The Weekly Source Code 2
In my new ongoing quest to read source code to be a better developer, I now present the second in an infinite number of a weekly series called "The Weekly Source Code." Here's some source I'm reading this week that I enjoyed.
- DasBlog 2, SubText, BlogEngine.NET, SingleUserBlog - All these blog engines are FULL of good (and bad) source. Each is a treasure trove of patterns, anti-patterns, techniques, libraries, ideas and good fun. I love firing up the source to a new blog engine as the specification is well-known and the solutions are endless.
- OpenTheme - A really strange but truly fascinating XML-based GUI toolkit (ala XAML). The article is tiny, but the source is pretty expansive.

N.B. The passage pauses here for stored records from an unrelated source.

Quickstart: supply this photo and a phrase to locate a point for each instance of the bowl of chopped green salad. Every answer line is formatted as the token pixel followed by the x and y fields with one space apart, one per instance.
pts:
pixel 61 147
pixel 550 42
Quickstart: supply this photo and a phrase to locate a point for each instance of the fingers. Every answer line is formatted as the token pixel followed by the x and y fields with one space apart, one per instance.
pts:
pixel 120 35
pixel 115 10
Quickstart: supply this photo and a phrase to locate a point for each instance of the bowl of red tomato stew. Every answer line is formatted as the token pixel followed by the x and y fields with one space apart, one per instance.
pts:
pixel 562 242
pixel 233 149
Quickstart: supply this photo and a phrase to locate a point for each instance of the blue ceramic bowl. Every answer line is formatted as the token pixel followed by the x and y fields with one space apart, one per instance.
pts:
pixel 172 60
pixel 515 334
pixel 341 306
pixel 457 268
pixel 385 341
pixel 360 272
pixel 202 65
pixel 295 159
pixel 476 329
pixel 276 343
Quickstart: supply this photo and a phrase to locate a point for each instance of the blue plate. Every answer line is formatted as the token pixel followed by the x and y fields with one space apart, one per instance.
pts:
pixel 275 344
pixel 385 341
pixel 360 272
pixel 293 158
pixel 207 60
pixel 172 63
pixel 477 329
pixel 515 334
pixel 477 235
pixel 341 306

- Charles Cook is the reigning king of XML-RPC on .NET with his very clean XML-RPC.NET library. However, Clemens has been causing trouble (the good kind) on the dasBlog team lately, and is currently moving our prototype dasBlog 3.5 forward with WCF for all non-HTML endpoints. He's using this opportunity to create XML-RPC using WCF (Indigo) (download source). If you're familiar with the crazy XML-RPC format and you're looking to learn about how WCF isn't just about SOAP, this is a good sample to start with. (Windows Live Writer uses XML-RPC to talk to most blogs, by the way.)

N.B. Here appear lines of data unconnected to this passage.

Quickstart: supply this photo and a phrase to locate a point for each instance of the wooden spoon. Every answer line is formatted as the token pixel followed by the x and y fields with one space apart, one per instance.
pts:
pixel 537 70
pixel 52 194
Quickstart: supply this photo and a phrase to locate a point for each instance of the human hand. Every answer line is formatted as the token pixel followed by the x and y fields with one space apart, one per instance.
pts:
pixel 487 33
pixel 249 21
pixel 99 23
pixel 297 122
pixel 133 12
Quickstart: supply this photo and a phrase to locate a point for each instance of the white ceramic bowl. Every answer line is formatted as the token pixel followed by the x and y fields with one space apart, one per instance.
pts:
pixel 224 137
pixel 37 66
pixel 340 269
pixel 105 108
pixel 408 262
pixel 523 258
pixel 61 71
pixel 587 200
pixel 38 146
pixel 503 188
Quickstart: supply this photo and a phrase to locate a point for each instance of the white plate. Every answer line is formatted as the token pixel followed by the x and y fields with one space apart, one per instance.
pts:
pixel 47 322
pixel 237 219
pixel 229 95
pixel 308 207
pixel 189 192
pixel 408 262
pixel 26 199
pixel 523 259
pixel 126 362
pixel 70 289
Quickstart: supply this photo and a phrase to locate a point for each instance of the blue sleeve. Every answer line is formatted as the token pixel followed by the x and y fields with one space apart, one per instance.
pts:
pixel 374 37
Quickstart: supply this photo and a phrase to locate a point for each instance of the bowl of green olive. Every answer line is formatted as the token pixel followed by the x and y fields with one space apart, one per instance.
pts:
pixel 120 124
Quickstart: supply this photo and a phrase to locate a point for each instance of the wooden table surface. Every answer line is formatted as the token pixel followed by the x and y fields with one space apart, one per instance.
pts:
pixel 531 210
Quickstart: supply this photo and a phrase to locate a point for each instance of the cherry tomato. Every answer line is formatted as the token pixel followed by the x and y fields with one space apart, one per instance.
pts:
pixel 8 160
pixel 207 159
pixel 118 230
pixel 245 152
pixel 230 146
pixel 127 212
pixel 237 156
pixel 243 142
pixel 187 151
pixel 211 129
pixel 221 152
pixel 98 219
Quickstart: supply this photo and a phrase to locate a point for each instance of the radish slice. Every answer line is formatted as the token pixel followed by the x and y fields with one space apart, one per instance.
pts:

- While browsing Charles Cook's site, I noticed this post from January about Wesner's Hard Problems, Simple Solutions post. Wesner points to a regular expression engine in 14 lines of Python and suggests this could be ported to C# using iterators and anonymous functions. Charles responds with some really interesting C# code that I'm still getting my small head around. I believe what Charles is asking for is extension methods.

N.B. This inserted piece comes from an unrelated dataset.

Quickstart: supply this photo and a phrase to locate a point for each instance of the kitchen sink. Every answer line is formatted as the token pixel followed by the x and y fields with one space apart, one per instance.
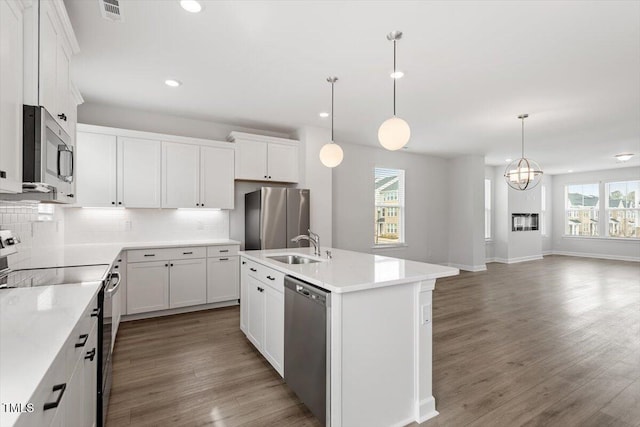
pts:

- And jagged segue...speaking of using XML-RPC on the server-side, Charles put up a sample earlier this year on how to use System.Net.HttpListener as a basis for an XML-RPC server. Both his and Clemens samples give you the building blocks to start using Windows Live Writer or BlogJet as a content management front end to your (whatever it may be) own content management system; you might also use these samples to add XML-RPC to your own blog engine...and that brings this Weekly Source Code full circle.
Feel free to send me links to cool source that you find hasn't been given a good read.